Le Ghana Immigration Service rassure…

À la suite de ces événements, le service d’immigration du Ghana (Ghana Immigration Service – GIS) a publié un communiqué sur sa page Facebook le 15 septembre 2025 lié aux événements survenus au poste frontalier de Hamile.

Communiqué du Ghana Immigration Service publié sur Facebook le 15 septembre 2025 / Capture d’écran réalisée le 17/10/2025

Dans ce communiqué signé par le commissaire adjoint à l’immigration et responsable des relations publiques, Michael Amoako-Atta, le GIS a rassuré le public que la situation est désormais sous contrôle et le calme est rétabli grâce au soutien des agences de sécurité. Une enquête a été ouverte, et des mesures appropriées seront prises à la suite de ses conclusions. Le contenu de ce communiqué a été relayé par des médias et sites d’information au Ghana.

Un acte susceptible d’alimenter la méfiance

L’ expert en relations internationales professeur Kwame Agyenim-Boateng a critiqué les circonstances de cet enlèvement présumé avertissant que de telles actions pourraient tendre les relations entre le Ghana et le Burkina Faso si elles ne sont pas gérées correctement.

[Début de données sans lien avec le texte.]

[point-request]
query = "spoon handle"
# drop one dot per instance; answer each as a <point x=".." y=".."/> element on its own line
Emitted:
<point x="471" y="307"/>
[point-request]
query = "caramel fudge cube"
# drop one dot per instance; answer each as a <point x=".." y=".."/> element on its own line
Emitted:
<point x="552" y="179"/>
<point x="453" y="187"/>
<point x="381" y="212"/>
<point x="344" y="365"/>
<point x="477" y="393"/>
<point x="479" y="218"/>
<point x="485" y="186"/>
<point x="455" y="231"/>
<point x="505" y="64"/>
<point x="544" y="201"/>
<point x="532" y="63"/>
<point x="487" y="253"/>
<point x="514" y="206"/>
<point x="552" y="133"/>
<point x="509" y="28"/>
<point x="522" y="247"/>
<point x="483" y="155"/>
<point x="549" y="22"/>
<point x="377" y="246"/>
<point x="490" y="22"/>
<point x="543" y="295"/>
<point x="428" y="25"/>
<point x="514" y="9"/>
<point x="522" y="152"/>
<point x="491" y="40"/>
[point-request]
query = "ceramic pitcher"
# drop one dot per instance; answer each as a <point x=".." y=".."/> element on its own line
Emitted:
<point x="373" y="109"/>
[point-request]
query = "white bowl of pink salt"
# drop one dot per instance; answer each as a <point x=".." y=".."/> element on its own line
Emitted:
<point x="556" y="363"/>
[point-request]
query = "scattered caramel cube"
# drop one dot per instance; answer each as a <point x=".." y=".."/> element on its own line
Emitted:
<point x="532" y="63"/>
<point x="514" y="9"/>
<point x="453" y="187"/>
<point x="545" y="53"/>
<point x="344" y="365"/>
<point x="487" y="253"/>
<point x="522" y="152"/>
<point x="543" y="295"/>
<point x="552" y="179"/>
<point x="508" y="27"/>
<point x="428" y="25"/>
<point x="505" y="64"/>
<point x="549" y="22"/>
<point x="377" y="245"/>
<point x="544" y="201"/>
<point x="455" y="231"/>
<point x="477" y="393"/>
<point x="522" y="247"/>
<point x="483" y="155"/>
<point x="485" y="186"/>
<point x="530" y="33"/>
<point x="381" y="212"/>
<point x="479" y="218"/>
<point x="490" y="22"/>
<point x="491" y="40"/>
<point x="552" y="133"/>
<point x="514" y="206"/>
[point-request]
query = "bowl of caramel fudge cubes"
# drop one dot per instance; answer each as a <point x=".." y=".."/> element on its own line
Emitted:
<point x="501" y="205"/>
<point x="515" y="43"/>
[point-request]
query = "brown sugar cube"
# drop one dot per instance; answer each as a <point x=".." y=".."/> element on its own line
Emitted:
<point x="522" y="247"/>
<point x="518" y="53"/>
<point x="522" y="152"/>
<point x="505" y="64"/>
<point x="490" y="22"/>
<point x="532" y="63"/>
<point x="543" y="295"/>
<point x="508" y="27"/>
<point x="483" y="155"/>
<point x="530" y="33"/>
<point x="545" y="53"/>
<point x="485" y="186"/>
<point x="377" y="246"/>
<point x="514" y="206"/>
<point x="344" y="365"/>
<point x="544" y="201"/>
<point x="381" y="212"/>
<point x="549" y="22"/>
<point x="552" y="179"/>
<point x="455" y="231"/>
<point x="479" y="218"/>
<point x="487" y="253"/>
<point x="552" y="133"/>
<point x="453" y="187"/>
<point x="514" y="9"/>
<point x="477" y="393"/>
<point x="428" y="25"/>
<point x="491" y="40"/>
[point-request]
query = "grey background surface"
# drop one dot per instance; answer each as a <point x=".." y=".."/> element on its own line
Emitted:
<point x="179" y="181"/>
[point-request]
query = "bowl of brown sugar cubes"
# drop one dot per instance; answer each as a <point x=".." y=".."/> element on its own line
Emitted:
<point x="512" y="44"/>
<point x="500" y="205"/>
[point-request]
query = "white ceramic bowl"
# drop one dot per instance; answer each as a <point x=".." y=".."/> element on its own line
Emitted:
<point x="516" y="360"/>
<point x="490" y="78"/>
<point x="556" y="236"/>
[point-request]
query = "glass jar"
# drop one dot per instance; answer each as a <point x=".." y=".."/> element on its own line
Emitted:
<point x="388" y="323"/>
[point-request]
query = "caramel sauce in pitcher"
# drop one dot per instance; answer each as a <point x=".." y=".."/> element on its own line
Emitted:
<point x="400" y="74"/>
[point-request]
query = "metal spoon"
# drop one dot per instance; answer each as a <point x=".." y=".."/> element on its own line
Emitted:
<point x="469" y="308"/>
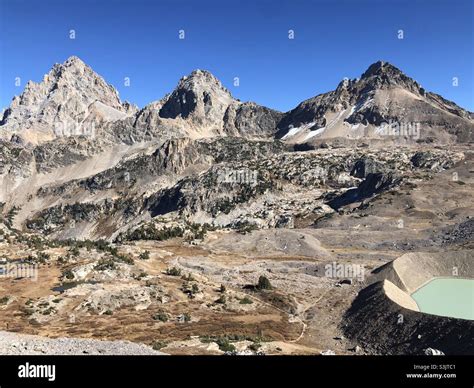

Intervenant dans l’émission matinale Asaase Breakfast Show de la radio Asaase, le 15 septembre, il a déclaré que l’implication présumée d’un agent d’immigration ghanéen dans la détention de l’activiste arrêtée n’était « pas légale » et n’aurait jamais dû se produire en dehors des processus internationaux établis.

Selon ses propos , “l’incident de l’enlèvement a un grand potentiel pour rompre la détente de longue date entre les deux pays voisins. Vous ne pouvez pas faire justice vous-même et dire : « J’ai vu la victime là-bas, alors je vais l’arrêter »” .

En définitive…

La vidéo qui prétend que les citoyens ghanéens ont incendié tous les véhicules en provenance du Burkina Faso est trompeuse. Les informations disponibles indiquent qu’il s’agit d’un incident isolé survenu le 13 septembre 2025 au poste-frontière de Hamile, en réaction à l’enlèvement d’une activiste d’origine burkinabè.